Transaction and dollar volume for Priority Technology Holdings Inc. managed to grow in the first quarter despite the downsizing of the merchant processor’s formerly large online subscription-billing business.
Alpharetta, Ga.-based Priority reported Monday that merchant bank card processing volume rose 8.8% to $9.9 billion versus $9.1 billion in 2018’s first quarter. Bank card transactions increased 6.7% to 117.9 million from 110.4 million a year ago.
Consolidated revenue, however, fell 13.5% to $100 million from $115.6 million in 2018’s first quarter, and the company posted a net loss of $6.45 million compared with a $3.18 million loss a year earlier. The wind-down in the high-margin subscription business drove the decline, with e-commerce billing revenues totaling only $3.9 million, off 88% from $31.7 million in the prior-year period, when revenues from that merchant segment peaked.
Priority pared its subscription business in the face of a revised Mastercard Inc. rule tightening disclosures involving so-called negative-option billers. After getting a consumer to sign up for a trial subscription for a product or service, such billers automatically charge the customer’s card on file after the trial ends until the consumer cancels. The rule change, which took effect in April, requires merchants to gain cardholder approval at the end of the trial before they start billing.
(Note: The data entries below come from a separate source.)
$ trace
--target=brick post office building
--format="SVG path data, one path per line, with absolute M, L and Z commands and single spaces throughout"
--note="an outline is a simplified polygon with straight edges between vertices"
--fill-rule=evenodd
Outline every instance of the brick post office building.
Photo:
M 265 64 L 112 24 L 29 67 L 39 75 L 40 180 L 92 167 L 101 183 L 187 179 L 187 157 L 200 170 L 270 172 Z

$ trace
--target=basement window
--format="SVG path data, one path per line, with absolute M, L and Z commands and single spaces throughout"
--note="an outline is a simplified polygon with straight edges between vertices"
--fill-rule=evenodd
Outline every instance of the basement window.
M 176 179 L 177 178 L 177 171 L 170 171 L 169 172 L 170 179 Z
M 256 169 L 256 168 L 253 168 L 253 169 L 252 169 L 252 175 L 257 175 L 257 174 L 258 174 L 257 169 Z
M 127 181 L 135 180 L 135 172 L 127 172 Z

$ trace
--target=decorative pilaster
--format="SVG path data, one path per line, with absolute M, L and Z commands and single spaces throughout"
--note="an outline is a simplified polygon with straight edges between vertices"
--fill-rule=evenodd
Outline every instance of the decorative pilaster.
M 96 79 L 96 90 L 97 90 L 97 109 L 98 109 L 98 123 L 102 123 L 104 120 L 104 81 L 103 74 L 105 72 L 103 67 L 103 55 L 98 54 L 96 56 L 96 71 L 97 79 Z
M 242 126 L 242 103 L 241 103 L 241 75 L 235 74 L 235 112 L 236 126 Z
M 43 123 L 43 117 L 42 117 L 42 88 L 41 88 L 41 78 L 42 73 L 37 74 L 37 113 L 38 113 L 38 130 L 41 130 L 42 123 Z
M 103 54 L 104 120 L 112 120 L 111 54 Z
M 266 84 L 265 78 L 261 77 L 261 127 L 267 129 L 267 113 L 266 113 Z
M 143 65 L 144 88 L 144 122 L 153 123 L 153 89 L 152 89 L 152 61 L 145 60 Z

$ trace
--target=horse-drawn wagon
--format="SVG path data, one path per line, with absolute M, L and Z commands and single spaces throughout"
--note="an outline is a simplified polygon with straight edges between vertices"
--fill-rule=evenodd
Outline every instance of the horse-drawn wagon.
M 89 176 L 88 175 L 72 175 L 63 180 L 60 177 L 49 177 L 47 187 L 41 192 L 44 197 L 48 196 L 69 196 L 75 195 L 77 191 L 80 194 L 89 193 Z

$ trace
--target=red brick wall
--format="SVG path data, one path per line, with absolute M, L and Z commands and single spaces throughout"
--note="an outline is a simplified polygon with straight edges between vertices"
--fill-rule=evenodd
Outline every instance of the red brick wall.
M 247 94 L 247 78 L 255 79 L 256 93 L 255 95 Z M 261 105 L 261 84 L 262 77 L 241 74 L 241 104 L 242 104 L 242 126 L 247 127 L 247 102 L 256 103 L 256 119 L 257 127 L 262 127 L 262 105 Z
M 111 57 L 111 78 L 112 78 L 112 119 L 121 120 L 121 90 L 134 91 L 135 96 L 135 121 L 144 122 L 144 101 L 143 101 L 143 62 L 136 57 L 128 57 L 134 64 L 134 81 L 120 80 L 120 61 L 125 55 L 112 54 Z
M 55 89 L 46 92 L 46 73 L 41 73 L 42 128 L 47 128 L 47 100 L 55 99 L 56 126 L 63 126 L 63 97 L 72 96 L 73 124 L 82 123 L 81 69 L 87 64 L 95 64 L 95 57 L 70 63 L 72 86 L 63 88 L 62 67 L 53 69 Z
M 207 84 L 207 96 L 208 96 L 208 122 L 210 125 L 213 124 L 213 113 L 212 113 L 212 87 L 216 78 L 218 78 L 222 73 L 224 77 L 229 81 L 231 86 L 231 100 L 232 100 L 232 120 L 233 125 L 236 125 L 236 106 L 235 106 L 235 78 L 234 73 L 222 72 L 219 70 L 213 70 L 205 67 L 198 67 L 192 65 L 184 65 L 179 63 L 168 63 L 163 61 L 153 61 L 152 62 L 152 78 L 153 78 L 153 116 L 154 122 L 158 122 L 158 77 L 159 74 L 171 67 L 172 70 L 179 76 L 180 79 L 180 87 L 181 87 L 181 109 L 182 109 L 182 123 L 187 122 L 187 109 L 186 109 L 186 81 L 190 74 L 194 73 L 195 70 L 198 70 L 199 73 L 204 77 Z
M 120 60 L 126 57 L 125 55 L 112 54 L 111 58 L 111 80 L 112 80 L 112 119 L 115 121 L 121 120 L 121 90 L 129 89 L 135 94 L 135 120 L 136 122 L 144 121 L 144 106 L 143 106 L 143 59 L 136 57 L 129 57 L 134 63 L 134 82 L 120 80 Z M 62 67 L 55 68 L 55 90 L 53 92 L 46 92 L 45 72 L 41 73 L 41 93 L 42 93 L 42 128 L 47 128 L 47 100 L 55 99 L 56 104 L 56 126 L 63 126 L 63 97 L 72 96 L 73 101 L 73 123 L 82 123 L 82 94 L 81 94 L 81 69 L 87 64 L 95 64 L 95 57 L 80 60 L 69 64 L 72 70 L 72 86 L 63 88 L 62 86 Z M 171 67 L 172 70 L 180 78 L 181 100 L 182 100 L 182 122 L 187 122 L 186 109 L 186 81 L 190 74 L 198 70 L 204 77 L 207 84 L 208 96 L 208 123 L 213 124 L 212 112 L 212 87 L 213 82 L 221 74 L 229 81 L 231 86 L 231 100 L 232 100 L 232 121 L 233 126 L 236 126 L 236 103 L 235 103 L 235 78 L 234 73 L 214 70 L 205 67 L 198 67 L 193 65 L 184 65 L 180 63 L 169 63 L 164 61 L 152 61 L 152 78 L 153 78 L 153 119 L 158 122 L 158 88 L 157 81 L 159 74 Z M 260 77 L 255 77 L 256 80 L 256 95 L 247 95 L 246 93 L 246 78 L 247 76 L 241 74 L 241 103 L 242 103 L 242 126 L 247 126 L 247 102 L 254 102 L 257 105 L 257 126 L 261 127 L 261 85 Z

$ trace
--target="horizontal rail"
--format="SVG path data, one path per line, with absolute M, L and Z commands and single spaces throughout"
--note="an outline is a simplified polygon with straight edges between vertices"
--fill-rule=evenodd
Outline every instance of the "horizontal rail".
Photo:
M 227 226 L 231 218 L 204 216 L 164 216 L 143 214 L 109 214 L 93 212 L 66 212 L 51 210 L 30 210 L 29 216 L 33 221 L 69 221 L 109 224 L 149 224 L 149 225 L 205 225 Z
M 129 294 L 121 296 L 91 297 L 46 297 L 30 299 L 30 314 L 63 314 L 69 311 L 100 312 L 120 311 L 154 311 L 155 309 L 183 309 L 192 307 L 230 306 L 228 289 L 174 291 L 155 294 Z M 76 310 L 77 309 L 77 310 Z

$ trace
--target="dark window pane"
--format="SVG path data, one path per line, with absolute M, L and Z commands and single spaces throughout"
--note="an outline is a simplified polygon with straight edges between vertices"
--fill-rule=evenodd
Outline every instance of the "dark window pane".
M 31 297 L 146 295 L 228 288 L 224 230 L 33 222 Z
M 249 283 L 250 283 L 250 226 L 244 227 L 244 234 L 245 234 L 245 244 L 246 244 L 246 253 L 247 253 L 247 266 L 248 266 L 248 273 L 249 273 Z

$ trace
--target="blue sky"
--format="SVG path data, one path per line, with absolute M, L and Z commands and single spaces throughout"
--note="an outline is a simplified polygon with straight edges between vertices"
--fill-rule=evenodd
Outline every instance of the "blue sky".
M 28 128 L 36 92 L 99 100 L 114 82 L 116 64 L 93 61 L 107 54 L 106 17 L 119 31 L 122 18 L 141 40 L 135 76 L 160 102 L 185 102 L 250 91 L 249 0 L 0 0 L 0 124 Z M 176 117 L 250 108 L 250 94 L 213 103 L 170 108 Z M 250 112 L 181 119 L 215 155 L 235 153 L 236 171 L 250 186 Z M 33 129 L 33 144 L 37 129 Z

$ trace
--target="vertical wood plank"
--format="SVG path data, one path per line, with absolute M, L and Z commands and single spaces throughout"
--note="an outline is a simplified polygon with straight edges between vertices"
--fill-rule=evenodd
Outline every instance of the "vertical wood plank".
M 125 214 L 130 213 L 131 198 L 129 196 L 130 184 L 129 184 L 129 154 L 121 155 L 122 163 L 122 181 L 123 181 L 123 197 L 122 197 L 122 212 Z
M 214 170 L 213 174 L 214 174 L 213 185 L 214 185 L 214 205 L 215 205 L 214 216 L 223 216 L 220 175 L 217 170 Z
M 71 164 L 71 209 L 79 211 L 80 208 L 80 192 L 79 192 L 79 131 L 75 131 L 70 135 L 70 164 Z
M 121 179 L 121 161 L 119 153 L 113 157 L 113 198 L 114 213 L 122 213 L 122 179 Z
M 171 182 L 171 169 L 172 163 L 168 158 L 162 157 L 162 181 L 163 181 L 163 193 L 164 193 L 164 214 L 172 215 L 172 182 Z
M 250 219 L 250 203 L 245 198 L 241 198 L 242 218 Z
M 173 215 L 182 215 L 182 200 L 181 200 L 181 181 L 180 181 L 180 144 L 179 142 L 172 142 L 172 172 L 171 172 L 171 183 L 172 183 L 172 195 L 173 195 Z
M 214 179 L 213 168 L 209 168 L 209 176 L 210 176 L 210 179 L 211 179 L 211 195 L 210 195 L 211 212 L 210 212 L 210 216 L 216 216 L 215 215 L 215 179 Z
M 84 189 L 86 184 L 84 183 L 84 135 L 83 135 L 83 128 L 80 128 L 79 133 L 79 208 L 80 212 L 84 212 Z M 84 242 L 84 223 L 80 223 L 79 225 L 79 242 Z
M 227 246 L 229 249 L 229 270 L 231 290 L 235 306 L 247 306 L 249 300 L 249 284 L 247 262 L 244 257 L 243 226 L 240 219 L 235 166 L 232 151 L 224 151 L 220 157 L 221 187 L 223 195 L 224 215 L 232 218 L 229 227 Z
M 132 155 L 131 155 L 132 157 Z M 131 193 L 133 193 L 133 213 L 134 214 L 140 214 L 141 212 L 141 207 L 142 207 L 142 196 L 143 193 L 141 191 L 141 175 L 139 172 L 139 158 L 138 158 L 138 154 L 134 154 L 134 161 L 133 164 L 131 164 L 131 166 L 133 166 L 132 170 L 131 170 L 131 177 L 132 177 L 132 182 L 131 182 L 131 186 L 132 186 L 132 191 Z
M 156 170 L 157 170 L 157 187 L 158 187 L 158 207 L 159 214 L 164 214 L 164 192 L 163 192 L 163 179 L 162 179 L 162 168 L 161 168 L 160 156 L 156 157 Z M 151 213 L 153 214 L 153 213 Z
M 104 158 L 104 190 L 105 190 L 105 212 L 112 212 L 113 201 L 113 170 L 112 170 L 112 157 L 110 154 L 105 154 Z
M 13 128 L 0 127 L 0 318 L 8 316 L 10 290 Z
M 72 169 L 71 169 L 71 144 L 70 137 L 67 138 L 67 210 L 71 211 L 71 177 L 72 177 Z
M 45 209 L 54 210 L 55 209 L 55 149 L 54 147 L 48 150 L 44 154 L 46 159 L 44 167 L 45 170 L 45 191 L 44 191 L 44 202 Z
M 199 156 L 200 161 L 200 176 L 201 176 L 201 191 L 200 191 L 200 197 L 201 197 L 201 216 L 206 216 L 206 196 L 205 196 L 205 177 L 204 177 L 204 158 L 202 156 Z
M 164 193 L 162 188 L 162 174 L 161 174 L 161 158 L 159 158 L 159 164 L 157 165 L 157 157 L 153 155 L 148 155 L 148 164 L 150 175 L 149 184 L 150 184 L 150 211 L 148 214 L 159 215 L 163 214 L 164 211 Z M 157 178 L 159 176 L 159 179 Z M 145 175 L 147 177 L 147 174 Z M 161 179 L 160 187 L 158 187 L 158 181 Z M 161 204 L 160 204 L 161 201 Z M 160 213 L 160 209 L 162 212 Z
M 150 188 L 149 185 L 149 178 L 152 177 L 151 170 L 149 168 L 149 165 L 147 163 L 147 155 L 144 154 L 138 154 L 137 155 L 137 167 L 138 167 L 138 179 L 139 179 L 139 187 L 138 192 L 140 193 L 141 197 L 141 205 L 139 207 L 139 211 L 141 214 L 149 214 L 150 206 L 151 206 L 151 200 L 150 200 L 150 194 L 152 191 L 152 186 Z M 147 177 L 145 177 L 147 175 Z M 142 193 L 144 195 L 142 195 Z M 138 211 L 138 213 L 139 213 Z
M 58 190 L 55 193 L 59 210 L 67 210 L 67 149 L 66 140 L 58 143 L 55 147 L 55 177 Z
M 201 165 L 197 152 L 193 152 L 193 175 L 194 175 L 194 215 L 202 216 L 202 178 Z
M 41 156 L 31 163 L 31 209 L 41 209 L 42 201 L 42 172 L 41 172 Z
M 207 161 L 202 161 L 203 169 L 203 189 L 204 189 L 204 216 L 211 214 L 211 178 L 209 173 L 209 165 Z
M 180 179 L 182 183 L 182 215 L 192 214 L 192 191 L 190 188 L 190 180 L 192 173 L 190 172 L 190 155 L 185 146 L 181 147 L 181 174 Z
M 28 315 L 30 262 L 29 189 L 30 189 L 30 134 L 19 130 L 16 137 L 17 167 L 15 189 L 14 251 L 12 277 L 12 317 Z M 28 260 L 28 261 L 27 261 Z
Now Priority is setting its sights on new volume from other consumer-oriented merchant segments as well as integrated payments and commercial payments. In March, Priority announced an operating partnership with payments provider Yapstone Inc. to serve property managers.
“Core acquiring remains consistent, with strong merchant boarding trends throughout the quarter, and market adoption of our commercial payments platform is accelerating,” Tom Priore, Priority’s executive chairman and chief executive, said in a statement.